Idempotency and the Inbox Pattern
The outbox pattern guarantees at-least-once delivery: every message written to the outbox will eventually reach the broker, but under certain failure conditions a message may be delivered more than once. Consumers must therefore be prepared to receive duplicates.
Why duplicates happen
The OutboxDispatcherWorker marks a message as processed only after the broker confirms receipt. If the process crashes after the broker receives the message but before the confirmation is written to the database, the worker will re-dispatch the same row on the next poll cycle.
Strategies for consumer-side idempotency
1. Natural idempotency
The simplest case: the handler's effect is idempotent by construction. A handler that sets a flag or updates a value to a fixed state can safely run twice without harm.
public class MarkOrderPaidHandler : IEventHandler<OrderPaid>
{
public async Task HandleAsync(OrderPaid @event, CancellationToken ct)
{
// Running this twice is harmless — the row ends up in the same state.
await _db.Orders
.Where(o => o.Id == @event.OrderId)
.ExecuteUpdateAsync(s => s.SetProperty(o => o.Status, OrderStatus.Paid), ct);
}
}
2. Idempotency key check (manual inbox)
Track processed message IDs in a database table. Before executing the handler's business logic, check whether the message ID has already been recorded.
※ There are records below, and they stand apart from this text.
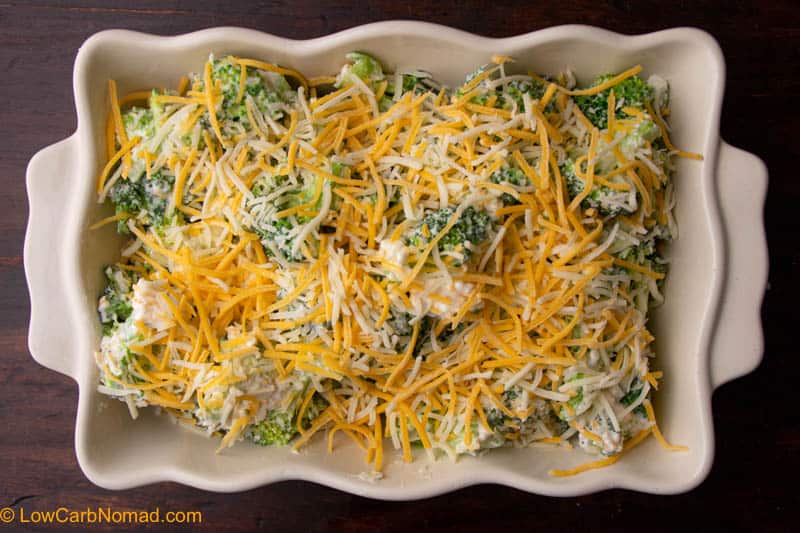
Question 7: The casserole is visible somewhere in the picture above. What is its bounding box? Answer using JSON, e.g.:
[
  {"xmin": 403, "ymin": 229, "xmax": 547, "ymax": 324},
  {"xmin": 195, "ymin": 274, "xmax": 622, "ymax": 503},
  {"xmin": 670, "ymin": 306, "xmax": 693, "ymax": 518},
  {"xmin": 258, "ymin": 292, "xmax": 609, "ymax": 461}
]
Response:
[{"xmin": 25, "ymin": 22, "xmax": 766, "ymax": 499}]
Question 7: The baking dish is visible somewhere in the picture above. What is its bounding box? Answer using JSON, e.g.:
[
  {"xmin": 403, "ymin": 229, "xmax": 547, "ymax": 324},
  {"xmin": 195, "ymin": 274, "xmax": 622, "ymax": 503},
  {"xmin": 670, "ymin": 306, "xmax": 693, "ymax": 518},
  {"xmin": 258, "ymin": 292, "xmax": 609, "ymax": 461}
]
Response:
[{"xmin": 25, "ymin": 22, "xmax": 767, "ymax": 494}]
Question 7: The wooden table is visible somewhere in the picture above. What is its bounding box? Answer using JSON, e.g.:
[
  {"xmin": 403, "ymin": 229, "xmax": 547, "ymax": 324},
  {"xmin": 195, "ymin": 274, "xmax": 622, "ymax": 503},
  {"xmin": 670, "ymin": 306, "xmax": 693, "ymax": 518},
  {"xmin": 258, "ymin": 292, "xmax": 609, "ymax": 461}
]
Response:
[{"xmin": 0, "ymin": 0, "xmax": 800, "ymax": 531}]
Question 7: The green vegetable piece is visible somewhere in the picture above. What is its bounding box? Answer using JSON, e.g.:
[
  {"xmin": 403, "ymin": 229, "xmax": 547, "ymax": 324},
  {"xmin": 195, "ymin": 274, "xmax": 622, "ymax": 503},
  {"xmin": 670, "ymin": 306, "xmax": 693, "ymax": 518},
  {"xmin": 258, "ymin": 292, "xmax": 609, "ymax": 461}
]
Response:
[
  {"xmin": 575, "ymin": 74, "xmax": 654, "ymax": 130},
  {"xmin": 345, "ymin": 52, "xmax": 383, "ymax": 81}
]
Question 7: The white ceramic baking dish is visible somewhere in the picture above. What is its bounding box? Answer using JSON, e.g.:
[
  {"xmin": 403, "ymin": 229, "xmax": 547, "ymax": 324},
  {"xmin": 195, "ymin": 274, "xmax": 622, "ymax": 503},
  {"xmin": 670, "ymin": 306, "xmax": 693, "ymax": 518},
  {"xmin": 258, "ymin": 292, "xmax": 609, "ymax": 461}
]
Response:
[{"xmin": 25, "ymin": 22, "xmax": 767, "ymax": 494}]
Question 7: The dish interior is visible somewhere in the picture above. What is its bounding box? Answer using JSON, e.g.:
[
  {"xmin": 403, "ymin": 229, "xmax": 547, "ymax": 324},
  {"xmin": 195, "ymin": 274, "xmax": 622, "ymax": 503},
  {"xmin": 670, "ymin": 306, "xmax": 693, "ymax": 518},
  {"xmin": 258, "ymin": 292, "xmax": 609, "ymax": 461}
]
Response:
[{"xmin": 66, "ymin": 26, "xmax": 722, "ymax": 497}]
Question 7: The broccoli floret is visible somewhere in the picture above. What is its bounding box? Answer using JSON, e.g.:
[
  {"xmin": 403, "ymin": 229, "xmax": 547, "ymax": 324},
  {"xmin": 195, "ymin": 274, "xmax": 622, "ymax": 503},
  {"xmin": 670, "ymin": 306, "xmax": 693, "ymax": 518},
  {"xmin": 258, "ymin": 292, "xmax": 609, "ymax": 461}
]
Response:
[
  {"xmin": 559, "ymin": 159, "xmax": 634, "ymax": 217},
  {"xmin": 575, "ymin": 74, "xmax": 653, "ymax": 130},
  {"xmin": 245, "ymin": 386, "xmax": 328, "ymax": 446},
  {"xmin": 97, "ymin": 265, "xmax": 138, "ymax": 335},
  {"xmin": 211, "ymin": 57, "xmax": 291, "ymax": 126},
  {"xmin": 253, "ymin": 217, "xmax": 305, "ymax": 262},
  {"xmin": 489, "ymin": 167, "xmax": 531, "ymax": 205},
  {"xmin": 619, "ymin": 379, "xmax": 647, "ymax": 417},
  {"xmin": 122, "ymin": 107, "xmax": 156, "ymax": 140},
  {"xmin": 345, "ymin": 52, "xmax": 383, "ymax": 81},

IMessagingContext.MessageId carries the inbound message's own ID:
public class SendWelcomeEmailHandler(IMessagingContext messagingContext, AppDbContext db, IEmailClient emailClient)
: IEventHandler<UserRegistered>
{
public async Task HandleAsync(UserRegistered @event, CancellationToken ct)
{
bool alreadyProcessed = await db.ProcessedMessages
.AnyAsync(m => m.MessageId == messagingContext.MessageId, ct);
if (alreadyProcessed)
return;
await emailClient.SendWelcomeEmailAsync(@event.Email, ct);
db.ProcessedMessages.Add(new ProcessedMessage(messagingContext.MessageId));
await db.SaveChangesAsync(ct);
}
}
Prune the ProcessedMessages table periodically — rows older than your message retention window are safe to delete.
3. Conditional insert / unique constraint
Use a database unique constraint on the message ID column instead of an explicit SELECT before INSERT. This avoids the read entirely and lets the database enforce uniqueness:
CREATE UNIQUE INDEX ux_processed_messages_id ON processed_messages (message_id);
Catch the resulting DbUpdateException and treat it as "already processed":
try
{
_db.ProcessedMessages.Add(new ProcessedMessage(@event.MessageId));
await _db.SaveChangesAsync(ct);
}
catch (DbUpdateException ex) when (
ex.InnerException?.Message.Contains("unique", StringComparison.OrdinalIgnoreCase) == true)
{
return; // already processed — duplicate delivery
}
// execute business logic here — only reached on first delivery
await DoWorkAsync(@event, ct);
4. Idempotent external calls
When the side effect is a call to an external API, pass the message ID as the idempotency key if the API supports it:
await _paymentGateway.ChargeAsync(new ChargeRequest
{
IdempotencyKey = _messagingContext.MessageId.ToString(),
Amount = @event.Amount,
Currency = @event.Currency,
});
Which strategy to use
| Scenario | Recommended strategy |
|---|---|
| Effect is a state-machine transition or idempotent update | Natural idempotency |
| Effect must run exactly once, DB available in handler | Unique-constraint insert |
| External API with idempotency-key support | Pass message ID as key |
| Multiple side effects that must all-or-nothing deduplicate | Manual inbox with transaction |
Future versions
An IInboxStore abstraction (modelled after IOutboxStore) with an EF Core implementation is a candidate for a future release.